List of URLs from which information must be retrieved. You can define URLs of website folders and pages.

auth

JSON object

False

Credentials to access resources that require basic authentication: {username: 'johnsmith', password: 'password'}. For details, see Protected web resources.

include

string array

False

Resources to be obligatory indexed. You can define an array of URLs or use RegEx to specify a rule. For details, see Corpus includes and excludes.

exclude

string array

False

Resources to be excluded from indexing. You can define an array of URLs or use RegEx to specify a rule. For details, see Corpus includes and excludes.

depth

integer

False

Crawl depth for web and PDF resources. The minimum value is 0 (crawling only the page content without linked resources). For details, see Data crawling.

maxPages

integer

True

Maximum number of pages and files to index. If not set, only 1 page with the defined URL will be indexed.

query

function

False

Transforms function used to process user queries. For details, see Dynamic corpus.

transforms

function

False

Transforms function used to format the corpus output. For details, see Static corpus transforms.

priority

integer

False

Priority level assigned to the corpus. Corpuses with higher priority are considered more relevant when user requests are processed.

Note

Mind the following:

  • Make sure the websites and pages you define in the corpus() function are not protected from crawling. The Q&A service cannot retrieve content from such resources.
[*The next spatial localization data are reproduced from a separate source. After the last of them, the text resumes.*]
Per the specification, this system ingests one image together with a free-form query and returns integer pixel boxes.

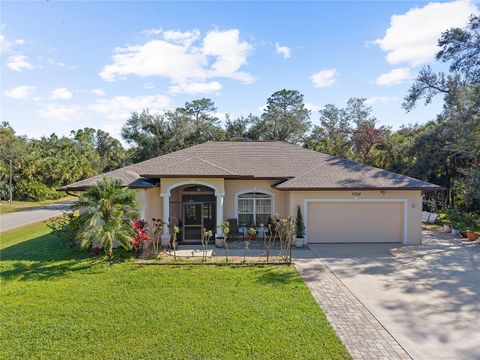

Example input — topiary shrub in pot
[295,206,305,248]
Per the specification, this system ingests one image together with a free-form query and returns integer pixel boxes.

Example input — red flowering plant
[131,219,150,255]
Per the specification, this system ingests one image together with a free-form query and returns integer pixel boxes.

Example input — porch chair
[227,218,245,241]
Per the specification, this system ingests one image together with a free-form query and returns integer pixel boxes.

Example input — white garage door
[307,202,403,243]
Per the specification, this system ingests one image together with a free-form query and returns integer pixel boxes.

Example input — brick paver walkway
[296,259,412,360]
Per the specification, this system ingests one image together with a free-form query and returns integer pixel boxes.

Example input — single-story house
[62,141,440,245]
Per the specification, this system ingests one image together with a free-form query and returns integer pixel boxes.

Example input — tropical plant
[75,178,139,259]
[264,223,274,262]
[131,219,149,255]
[272,216,295,263]
[151,218,165,253]
[218,220,230,261]
[169,224,180,259]
[201,228,213,261]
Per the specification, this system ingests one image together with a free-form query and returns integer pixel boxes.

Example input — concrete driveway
[307,231,480,360]
[0,201,76,232]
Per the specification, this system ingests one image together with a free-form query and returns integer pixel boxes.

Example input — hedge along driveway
[0,222,351,359]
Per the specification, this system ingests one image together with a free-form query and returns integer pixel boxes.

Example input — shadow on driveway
[306,231,480,360]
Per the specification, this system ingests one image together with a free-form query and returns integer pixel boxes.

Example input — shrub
[131,219,150,255]
[46,211,81,247]
[16,180,62,201]
[295,206,305,238]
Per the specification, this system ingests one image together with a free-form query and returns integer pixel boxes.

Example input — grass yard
[0,222,350,359]
[0,196,76,214]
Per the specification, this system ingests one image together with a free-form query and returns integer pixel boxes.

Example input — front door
[183,203,203,241]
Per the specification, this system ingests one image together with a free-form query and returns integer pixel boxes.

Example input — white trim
[234,188,275,226]
[303,198,409,245]
[161,179,224,238]
[162,179,221,197]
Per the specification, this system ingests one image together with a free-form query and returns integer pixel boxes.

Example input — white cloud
[7,55,35,71]
[142,28,163,36]
[213,112,228,122]
[375,67,411,86]
[202,29,254,83]
[305,102,321,112]
[311,69,337,88]
[374,0,478,66]
[163,29,200,47]
[275,43,291,59]
[89,94,171,120]
[102,124,123,139]
[169,81,222,94]
[45,58,77,69]
[49,87,73,100]
[91,88,106,96]
[258,104,267,113]
[4,85,36,99]
[0,34,25,53]
[38,104,86,121]
[365,96,401,105]
[100,28,254,93]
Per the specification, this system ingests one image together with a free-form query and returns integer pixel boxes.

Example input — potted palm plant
[295,206,305,248]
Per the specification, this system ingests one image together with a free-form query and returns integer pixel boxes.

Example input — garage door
[307,202,403,243]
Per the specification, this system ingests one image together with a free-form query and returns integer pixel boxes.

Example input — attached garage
[305,199,407,244]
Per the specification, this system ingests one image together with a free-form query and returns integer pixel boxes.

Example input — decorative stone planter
[443,224,452,233]
[295,237,304,248]
[451,229,460,236]
[215,237,225,248]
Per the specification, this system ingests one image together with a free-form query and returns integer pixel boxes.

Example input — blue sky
[1,1,478,141]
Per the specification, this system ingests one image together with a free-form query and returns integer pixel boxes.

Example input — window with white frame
[237,192,272,227]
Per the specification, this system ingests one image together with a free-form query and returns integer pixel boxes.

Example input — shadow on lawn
[0,233,105,281]
[255,267,303,286]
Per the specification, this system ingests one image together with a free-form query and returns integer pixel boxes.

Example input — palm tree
[76,178,139,259]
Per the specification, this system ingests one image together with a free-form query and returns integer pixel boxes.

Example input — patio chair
[422,211,439,229]
[227,218,244,241]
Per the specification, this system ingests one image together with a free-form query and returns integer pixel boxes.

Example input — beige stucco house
[63,141,440,245]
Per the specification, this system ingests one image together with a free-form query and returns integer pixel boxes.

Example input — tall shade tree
[224,114,261,141]
[403,14,480,209]
[121,110,170,163]
[76,178,138,259]
[304,104,351,158]
[352,119,389,166]
[252,89,311,143]
[0,122,27,201]
[121,99,225,162]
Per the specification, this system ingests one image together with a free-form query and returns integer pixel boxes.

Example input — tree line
[1,16,478,216]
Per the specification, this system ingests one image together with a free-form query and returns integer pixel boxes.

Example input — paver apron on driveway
[296,258,411,360]
[0,201,75,232]
[298,232,480,360]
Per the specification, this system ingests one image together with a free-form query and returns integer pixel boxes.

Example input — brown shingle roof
[62,141,440,191]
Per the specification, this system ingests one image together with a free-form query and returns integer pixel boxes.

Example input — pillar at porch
[215,191,225,238]
[160,192,170,246]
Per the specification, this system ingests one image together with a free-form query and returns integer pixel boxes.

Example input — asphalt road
[0,201,76,232]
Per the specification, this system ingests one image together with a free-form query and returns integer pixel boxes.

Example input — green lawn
[0,196,76,214]
[0,222,350,359]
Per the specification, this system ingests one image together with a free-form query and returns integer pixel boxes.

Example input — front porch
[160,180,225,244]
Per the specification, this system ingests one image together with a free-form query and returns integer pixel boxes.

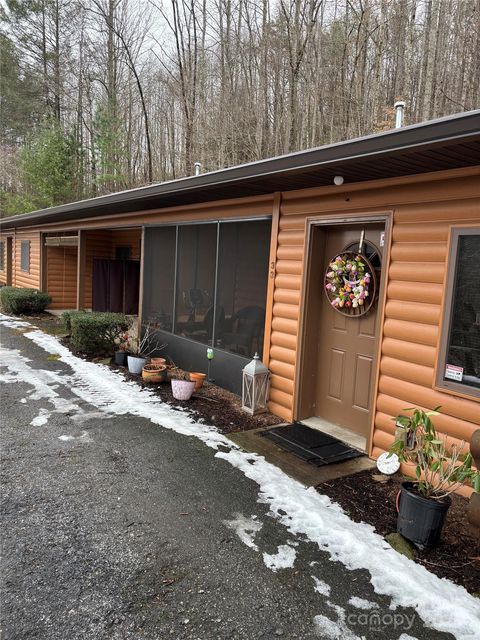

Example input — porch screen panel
[143,227,176,331]
[174,224,217,345]
[215,220,270,357]
[443,233,480,392]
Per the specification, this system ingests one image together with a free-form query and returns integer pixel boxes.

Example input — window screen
[0,241,4,271]
[215,220,270,356]
[439,230,480,396]
[143,227,176,331]
[20,240,30,272]
[142,219,271,354]
[174,224,217,345]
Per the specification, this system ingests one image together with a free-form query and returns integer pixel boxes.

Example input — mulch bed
[15,312,282,435]
[318,469,480,595]
[115,363,282,434]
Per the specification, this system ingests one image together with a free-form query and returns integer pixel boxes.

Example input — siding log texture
[47,246,78,309]
[1,232,42,290]
[0,235,7,283]
[266,168,480,493]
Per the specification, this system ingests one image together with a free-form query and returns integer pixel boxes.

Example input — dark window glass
[116,245,131,260]
[0,242,4,271]
[143,227,176,331]
[443,233,480,391]
[215,220,270,356]
[20,240,30,272]
[174,224,217,344]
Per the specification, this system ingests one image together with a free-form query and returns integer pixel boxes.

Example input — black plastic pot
[114,351,128,366]
[397,481,451,550]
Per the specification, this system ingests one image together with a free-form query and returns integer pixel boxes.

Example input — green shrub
[0,286,52,314]
[70,312,129,355]
[62,309,87,332]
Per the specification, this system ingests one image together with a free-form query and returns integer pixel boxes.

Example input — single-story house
[1,110,479,489]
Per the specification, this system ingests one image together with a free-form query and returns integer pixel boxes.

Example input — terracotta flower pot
[142,364,167,383]
[150,357,167,366]
[127,355,147,375]
[190,372,207,390]
[171,379,196,401]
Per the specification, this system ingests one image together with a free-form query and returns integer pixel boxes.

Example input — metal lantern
[242,353,270,415]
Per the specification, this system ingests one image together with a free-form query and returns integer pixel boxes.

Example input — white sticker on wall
[445,364,463,382]
[379,231,385,247]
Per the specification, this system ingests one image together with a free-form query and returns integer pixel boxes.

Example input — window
[0,241,4,271]
[142,218,271,356]
[115,245,131,261]
[20,240,30,272]
[437,228,480,398]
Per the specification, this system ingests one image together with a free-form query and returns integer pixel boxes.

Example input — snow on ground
[348,596,379,610]
[262,544,297,571]
[312,576,331,597]
[222,513,263,551]
[1,315,479,640]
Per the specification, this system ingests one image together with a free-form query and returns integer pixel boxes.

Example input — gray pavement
[0,324,455,640]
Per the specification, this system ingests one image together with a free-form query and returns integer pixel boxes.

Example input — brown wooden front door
[315,223,384,439]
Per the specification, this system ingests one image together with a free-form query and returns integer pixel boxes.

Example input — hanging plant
[324,252,376,316]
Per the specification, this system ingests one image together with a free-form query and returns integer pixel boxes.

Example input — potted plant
[190,371,207,390]
[114,332,130,366]
[125,323,166,375]
[170,368,196,401]
[142,363,167,383]
[389,407,480,549]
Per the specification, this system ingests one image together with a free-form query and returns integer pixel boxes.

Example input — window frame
[435,225,480,400]
[20,240,30,273]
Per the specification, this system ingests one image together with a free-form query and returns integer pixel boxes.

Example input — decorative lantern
[242,353,270,415]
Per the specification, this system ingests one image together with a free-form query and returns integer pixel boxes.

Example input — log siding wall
[2,168,479,495]
[265,168,480,495]
[0,232,42,290]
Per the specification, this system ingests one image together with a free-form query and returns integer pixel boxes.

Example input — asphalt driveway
[0,322,464,640]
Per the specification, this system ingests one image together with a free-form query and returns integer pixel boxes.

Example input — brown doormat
[260,423,364,467]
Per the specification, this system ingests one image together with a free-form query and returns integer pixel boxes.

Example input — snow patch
[398,635,419,640]
[312,576,331,597]
[0,316,478,640]
[0,314,31,328]
[263,544,296,571]
[348,596,379,610]
[30,409,49,427]
[313,613,360,640]
[223,513,263,551]
[58,431,92,443]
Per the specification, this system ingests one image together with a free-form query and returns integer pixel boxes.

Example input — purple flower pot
[171,379,196,401]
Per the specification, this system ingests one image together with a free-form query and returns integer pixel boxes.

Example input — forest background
[1,0,479,216]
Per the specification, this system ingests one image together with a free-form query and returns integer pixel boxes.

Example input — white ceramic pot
[127,355,147,375]
[171,379,196,401]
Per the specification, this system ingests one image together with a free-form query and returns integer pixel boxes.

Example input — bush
[0,286,51,314]
[70,312,129,355]
[62,309,87,332]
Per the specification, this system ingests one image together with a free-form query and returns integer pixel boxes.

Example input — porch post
[76,230,86,310]
[40,233,48,293]
[137,226,145,331]
[262,192,281,366]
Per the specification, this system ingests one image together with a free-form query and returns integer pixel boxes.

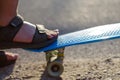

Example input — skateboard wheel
[47,61,64,77]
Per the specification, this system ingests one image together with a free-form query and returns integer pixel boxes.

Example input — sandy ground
[0,0,120,80]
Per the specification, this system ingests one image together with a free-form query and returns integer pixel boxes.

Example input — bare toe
[6,52,18,60]
[46,29,59,39]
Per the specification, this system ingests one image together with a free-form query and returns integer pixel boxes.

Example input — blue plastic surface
[27,23,120,52]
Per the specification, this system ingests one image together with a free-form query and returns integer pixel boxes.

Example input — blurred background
[18,0,120,34]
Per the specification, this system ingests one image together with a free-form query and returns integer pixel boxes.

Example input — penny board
[27,23,120,52]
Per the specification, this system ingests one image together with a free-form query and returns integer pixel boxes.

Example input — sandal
[0,16,58,49]
[0,51,16,68]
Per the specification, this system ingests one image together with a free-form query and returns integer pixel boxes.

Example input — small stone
[76,74,81,76]
[105,78,112,80]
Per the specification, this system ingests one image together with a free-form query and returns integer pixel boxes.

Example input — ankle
[0,15,16,26]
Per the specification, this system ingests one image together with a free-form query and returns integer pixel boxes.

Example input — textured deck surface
[28,23,120,52]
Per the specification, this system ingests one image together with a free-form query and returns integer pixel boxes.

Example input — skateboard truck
[45,47,65,77]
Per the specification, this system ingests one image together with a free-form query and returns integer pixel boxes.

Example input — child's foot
[0,51,18,68]
[0,16,59,49]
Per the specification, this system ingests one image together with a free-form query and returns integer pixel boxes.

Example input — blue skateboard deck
[27,23,120,52]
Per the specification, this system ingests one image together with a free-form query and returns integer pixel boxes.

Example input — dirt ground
[0,0,120,80]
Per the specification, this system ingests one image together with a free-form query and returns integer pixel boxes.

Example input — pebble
[105,78,112,80]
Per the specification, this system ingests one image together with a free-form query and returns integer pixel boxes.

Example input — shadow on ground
[0,64,15,80]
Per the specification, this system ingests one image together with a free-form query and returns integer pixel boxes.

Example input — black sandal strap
[9,15,23,28]
[0,16,23,42]
[32,25,48,43]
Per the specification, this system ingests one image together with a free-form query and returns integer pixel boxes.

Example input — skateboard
[26,23,120,77]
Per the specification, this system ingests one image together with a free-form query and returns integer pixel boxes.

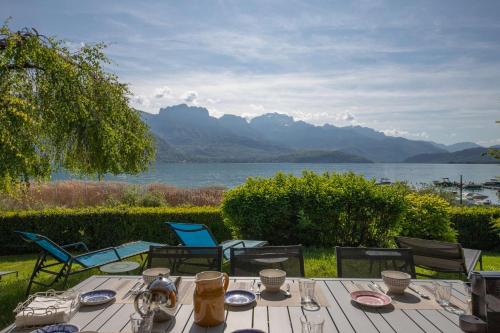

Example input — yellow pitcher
[193,271,229,327]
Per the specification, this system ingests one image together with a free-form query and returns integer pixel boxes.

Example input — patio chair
[230,245,305,277]
[147,245,223,275]
[16,231,163,295]
[396,236,483,279]
[165,222,267,260]
[336,247,416,278]
[0,270,18,281]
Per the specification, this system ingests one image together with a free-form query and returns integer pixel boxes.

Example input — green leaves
[0,24,155,190]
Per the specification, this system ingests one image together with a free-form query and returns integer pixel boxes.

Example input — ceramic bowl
[142,267,170,285]
[259,269,286,292]
[381,270,411,294]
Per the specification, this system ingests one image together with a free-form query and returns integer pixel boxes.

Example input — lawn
[1,249,500,328]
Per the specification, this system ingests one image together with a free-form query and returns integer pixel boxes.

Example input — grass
[1,249,500,328]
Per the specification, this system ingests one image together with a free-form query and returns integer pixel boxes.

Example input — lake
[56,162,499,203]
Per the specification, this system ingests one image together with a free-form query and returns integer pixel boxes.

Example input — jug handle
[134,291,148,316]
[168,289,177,308]
[222,272,229,292]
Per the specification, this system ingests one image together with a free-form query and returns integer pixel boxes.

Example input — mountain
[404,147,498,164]
[430,141,483,152]
[140,104,453,163]
[246,113,445,162]
[264,150,372,163]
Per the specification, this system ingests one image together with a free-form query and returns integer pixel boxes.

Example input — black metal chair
[396,236,483,279]
[230,245,305,277]
[147,245,223,275]
[336,247,416,278]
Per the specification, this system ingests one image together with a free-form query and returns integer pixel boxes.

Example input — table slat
[252,306,268,332]
[402,310,441,333]
[418,310,463,333]
[267,307,292,333]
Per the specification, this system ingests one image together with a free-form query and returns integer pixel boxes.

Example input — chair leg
[479,255,483,270]
[26,254,45,296]
[62,264,72,289]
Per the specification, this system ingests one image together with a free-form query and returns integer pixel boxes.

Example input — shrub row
[0,206,226,255]
[450,206,500,250]
[222,171,407,248]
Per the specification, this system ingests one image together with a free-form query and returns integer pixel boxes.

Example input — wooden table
[2,276,469,333]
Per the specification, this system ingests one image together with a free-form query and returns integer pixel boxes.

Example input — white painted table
[1,275,469,333]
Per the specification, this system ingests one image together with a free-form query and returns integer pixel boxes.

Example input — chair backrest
[16,231,71,263]
[230,245,305,277]
[165,222,217,247]
[147,245,223,275]
[336,247,416,278]
[396,236,465,273]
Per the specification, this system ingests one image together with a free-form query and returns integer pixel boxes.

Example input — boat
[376,178,392,185]
[433,178,454,187]
[483,178,500,190]
[474,199,491,206]
[463,182,483,190]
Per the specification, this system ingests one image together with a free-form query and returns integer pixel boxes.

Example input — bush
[0,206,226,255]
[399,193,456,242]
[450,206,500,250]
[222,171,407,247]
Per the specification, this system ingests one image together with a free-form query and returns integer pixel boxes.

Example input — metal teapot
[134,274,181,322]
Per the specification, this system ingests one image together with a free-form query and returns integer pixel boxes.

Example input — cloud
[338,111,355,122]
[382,129,429,139]
[130,95,149,108]
[154,86,173,99]
[181,91,198,104]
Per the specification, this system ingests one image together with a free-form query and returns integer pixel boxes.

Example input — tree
[0,23,155,191]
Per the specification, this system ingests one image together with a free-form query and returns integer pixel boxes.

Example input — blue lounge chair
[165,222,267,260]
[16,231,163,295]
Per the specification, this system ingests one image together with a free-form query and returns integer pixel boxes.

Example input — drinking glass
[300,315,324,333]
[433,281,452,306]
[130,312,154,333]
[299,279,317,310]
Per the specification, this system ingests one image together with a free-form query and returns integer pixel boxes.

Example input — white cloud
[382,129,429,139]
[154,86,173,99]
[130,95,150,108]
[181,91,198,104]
[337,111,355,122]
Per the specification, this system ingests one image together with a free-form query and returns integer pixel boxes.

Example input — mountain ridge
[139,104,486,163]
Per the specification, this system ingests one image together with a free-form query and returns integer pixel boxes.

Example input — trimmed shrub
[222,171,407,247]
[399,193,456,242]
[450,206,500,250]
[0,206,225,255]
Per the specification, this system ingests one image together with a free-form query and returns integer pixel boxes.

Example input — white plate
[80,289,116,306]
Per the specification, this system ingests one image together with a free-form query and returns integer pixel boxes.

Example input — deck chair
[396,236,483,279]
[165,222,267,260]
[230,245,305,277]
[17,231,163,295]
[336,247,416,278]
[147,245,223,275]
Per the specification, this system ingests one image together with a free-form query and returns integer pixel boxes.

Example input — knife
[408,284,430,299]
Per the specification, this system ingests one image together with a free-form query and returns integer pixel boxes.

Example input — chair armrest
[75,247,122,261]
[221,240,245,249]
[62,242,89,252]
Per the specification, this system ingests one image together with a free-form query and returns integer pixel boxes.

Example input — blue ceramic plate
[232,330,265,333]
[80,289,116,306]
[31,324,79,333]
[225,289,256,306]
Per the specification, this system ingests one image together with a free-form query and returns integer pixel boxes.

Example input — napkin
[15,295,78,328]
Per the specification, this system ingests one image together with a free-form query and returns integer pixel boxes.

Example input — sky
[3,0,500,145]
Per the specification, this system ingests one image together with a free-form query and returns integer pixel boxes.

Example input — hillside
[404,147,499,164]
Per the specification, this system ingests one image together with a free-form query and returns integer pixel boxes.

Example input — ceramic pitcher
[193,271,229,327]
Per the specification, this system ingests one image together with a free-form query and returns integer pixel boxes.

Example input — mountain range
[139,104,492,163]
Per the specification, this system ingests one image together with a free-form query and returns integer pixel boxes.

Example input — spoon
[256,282,262,299]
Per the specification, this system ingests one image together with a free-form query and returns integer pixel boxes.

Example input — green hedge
[0,206,226,255]
[222,171,407,248]
[450,206,500,250]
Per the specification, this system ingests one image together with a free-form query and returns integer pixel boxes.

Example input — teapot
[134,274,181,322]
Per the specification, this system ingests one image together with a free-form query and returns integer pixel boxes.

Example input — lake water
[56,163,499,203]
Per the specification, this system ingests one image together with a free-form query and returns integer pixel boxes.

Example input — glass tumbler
[299,279,317,310]
[130,312,154,333]
[433,281,452,306]
[300,315,324,333]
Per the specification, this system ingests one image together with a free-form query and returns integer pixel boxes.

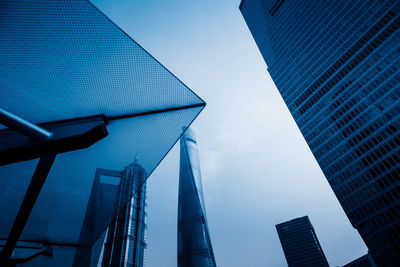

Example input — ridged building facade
[101,162,148,267]
[240,0,400,265]
[178,128,216,267]
[276,216,329,267]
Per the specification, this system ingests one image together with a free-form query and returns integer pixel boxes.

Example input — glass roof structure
[0,0,205,265]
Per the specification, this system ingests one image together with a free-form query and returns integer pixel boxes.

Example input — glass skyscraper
[276,216,329,267]
[240,0,400,265]
[178,128,216,267]
[101,162,147,267]
[73,162,147,267]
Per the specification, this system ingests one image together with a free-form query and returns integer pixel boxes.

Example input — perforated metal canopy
[0,0,204,265]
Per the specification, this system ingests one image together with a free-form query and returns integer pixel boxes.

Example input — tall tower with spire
[177,128,216,267]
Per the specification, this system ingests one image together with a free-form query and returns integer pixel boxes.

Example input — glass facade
[0,0,205,265]
[100,163,147,267]
[240,0,400,265]
[276,216,329,267]
[73,164,147,267]
[178,128,216,267]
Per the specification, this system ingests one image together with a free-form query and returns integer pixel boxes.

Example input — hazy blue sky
[92,1,367,266]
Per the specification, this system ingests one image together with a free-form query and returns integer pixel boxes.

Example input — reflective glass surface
[0,0,205,265]
[241,0,399,265]
[0,0,202,125]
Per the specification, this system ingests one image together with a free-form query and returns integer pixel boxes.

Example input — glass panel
[0,160,39,238]
[0,0,205,265]
[0,0,203,126]
[0,107,203,246]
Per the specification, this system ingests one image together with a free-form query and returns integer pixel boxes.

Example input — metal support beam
[0,116,108,166]
[0,154,56,260]
[0,108,53,141]
[0,244,52,267]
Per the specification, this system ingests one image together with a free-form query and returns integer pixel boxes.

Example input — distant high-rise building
[343,253,377,267]
[178,128,216,267]
[240,1,400,265]
[74,162,147,267]
[102,162,148,267]
[73,168,123,267]
[276,216,329,267]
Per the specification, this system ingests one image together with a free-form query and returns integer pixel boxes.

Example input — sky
[91,1,367,266]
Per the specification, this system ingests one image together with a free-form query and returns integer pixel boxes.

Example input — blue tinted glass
[0,0,205,265]
[241,0,400,265]
[0,107,204,245]
[0,0,203,125]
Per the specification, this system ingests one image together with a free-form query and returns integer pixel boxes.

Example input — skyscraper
[240,1,400,265]
[73,168,123,267]
[178,128,216,267]
[276,216,329,267]
[74,162,147,267]
[101,162,148,267]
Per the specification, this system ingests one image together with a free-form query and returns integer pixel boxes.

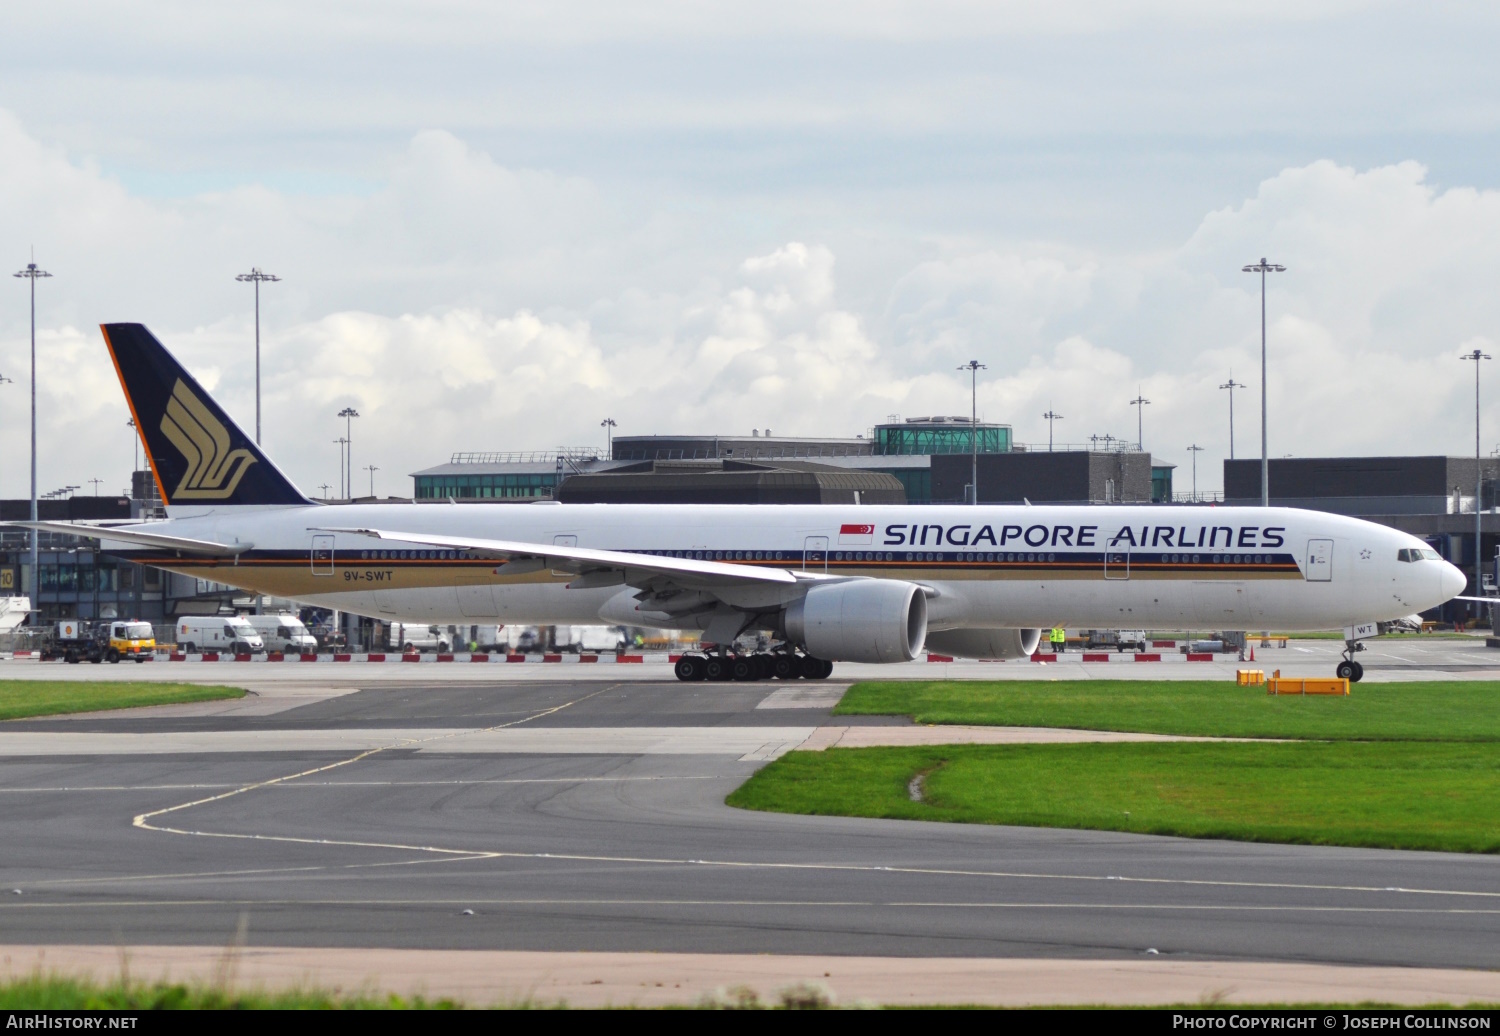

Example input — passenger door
[310,534,335,576]
[803,535,829,572]
[552,534,577,577]
[1306,539,1333,582]
[1104,548,1129,580]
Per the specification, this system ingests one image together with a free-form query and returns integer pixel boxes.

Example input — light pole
[14,260,51,624]
[957,360,986,505]
[1187,444,1204,502]
[0,375,9,503]
[333,438,348,499]
[1242,258,1286,507]
[600,418,617,458]
[88,478,102,496]
[318,483,332,500]
[365,464,378,498]
[235,267,281,445]
[1463,348,1491,609]
[1043,409,1063,452]
[1219,374,1244,460]
[338,408,359,501]
[1129,388,1150,450]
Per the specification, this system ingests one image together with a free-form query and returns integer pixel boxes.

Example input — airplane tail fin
[102,323,311,508]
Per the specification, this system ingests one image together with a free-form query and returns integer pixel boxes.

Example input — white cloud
[4,108,1500,500]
  • The indexing process may take some time. To check the progress and results, use the Alan AI Studio logs.

  • The maximum number of indexed pages depends on your pricing plan. For details, contact the Alan AI Sales Team.

Data crawling

The crawl depth defines how ‘far’ down the resource hierarchy the crawler must go to retrieve the content for the Q&A agent. For example, if you set the crawl depth to 1, the crawler will access the page accessible at the start URL, extract all unique links to other pages in the same domain from this page and retrieve information from the start and linked pages.

Choose the crawl depth wisely. The deeper the level, the more likely users are to receive accurate answers to their questions. However, a deeper crawl depth may have an impact on the Q&A service’s performance.

Text corpus

To define a text corpus for the Q&A AI agent, add plain text strings to the corpus() function:

Dialog script
corpus(`
    Hi, I am your HTTP AI agent.
    I'm here to offer insights into the HTTP protocol.
    I can answer any questions regarding HTTP requests and responses, status codes, sessions and more.
    Need assistance unraveling the complexities of HTTP protocol? I'm at your service with clear explanations.
`)